Berlin (ABZ). – Die Berliner Stadtreinigung (BSR) treibt die Nachhaltigkeit in ihrem Fuhrpark konsequent voran. Ein Großteil der 1800 Fahrzeuge wird mit Gas oder Strom betrieben. Zusätzlich setzt das Unternehmen verstärkt auf runderneuerte Reifen, die laut BSR dieselbe Qualität, Sicherheit und Laufleistung wie Neureifen bieten, dabei aber ökologische Vorteile habern und die Betriebskosten senken sollen.
Reifen machen bis zu 5 % der Gesamtbetriebskosten des BSR-Fuhrparks aus. Christopher Schorsch, Teamleiter in der Reifenwerkstatt, bestätigt: "Wir sparen durch den Einsatz von runderneuerten Reifen mehrere zehntausend Euro pro Jahr ein."
Die BSR orientiert sich bei ihren Maßnahmen an der fünfstufigen Abfallhierarchie des Kreislaufwirtschaftsgesetzes, die Abfallvermeidung, Wiederverwendung, Recycling, Verwertung und Beseitigung umfasst.

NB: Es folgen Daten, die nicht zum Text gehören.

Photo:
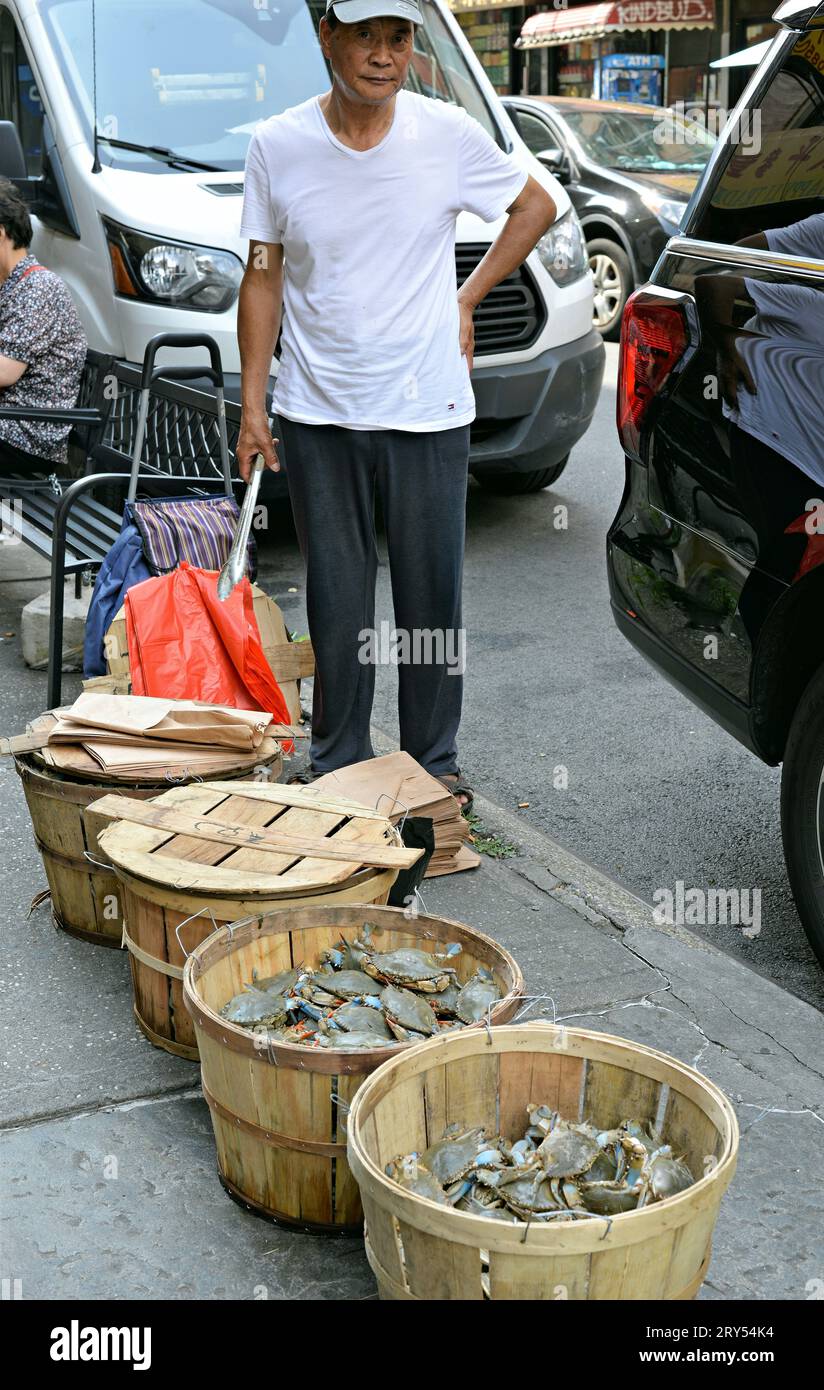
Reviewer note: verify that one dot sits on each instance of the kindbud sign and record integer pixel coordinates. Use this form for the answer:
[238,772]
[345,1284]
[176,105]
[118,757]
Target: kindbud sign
[75,1343]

Bereits 83 % der BSR-Fahrzeuge in der Reifendimension größer 17" sind mit runderneuerten Reifen ausgestattet.
Eine Studie des Fraunhofer-Instituts UMSICHT im Auftrag von AZuR/DBU (Deutsche Bundesstiftung Umwelt) belegt, dass die Runderneuerung von Reifen mehr als 60 % CO2-Emissionen gegenüber der Neureifenherstellung einspart. Jeder runderneuerte Nutzfahrzeugreifen verursacht also 135 kg weniger CO2-Emissionen als ein vergleichbarer Neureifen. Zudem werden für die Erneuerung ca. zwei Drittel weniger Rohstoffe und 50 % weniger Energie benötigt.
Eine aktuelle Leistung-Kosten-Analyse von AZuR (Netzwerk "Allianz Zukunft Reifen") zeigt wirtschaftliche Vorteile für Flottenbetreiber. Mit der zweifachen Runderneuerung eines Premium-Nutzfahrzeug-Neureifens können die Bereifungskosten um fast 30 % gesenkt werden – bei identischer Qualität, Sicherheit und Laufleistung. Zusätzlich entfallen Entsorgungskosten für alte Reifen.
Nach umfassenden Tests hat die BSR den Einsatz von runderneuerten Reifen auf größere Fahrzeuge wie Streu-, Baggersaug-, Container-, Ladekran- und Spülfahrzeuge mit der Reifengröße 315/80R22.5 ausgeweitet. Für das Reifen- und Karkassenmanagement arbeitet die BSR mit den AZuR-Partnern Michelin und RuLa-BRW zusammen. Dadurch führt die BSR nach eigenen Angaben rund 90 % der Reifen aus eigener Abgabe in den Kreislauf zurück.
Die Runderneuerung von Reifen steht im Einklang mit der Nationalen Kreislaufwirtschaftsstrategie (NKWS). Die EU-Kriterien für umweltorientierte öffentliche Beschaffung im Straßenverkehr erlauben die Ausstattung aller Fahrzeuge der öffentlichen Hand mit runderneuerten Reifen.
Nach § 45 des Kreislaufwirtschaftsgesetzes sind Bundesbehörden verpflichtet, bei der Beschaffung ressourcenschonende Produkte zu bevorzugen.
Bei der Runderneuerung werden mit Hightech-Maschinen nur die Lauffläche und die Seitenwände des Reifenunterbaus (Karkasse) mit hochwertigen Gummimischungen erneuert.
Die erneuerten Reifen durchlaufen mehrere Sicherheits- und Qualitätskontrollen und erfüllen die Anforderungen der ECE R109/108. Nutzfahrzeugreifen können laut Hersteller bis zu dreimal runderneuert werden.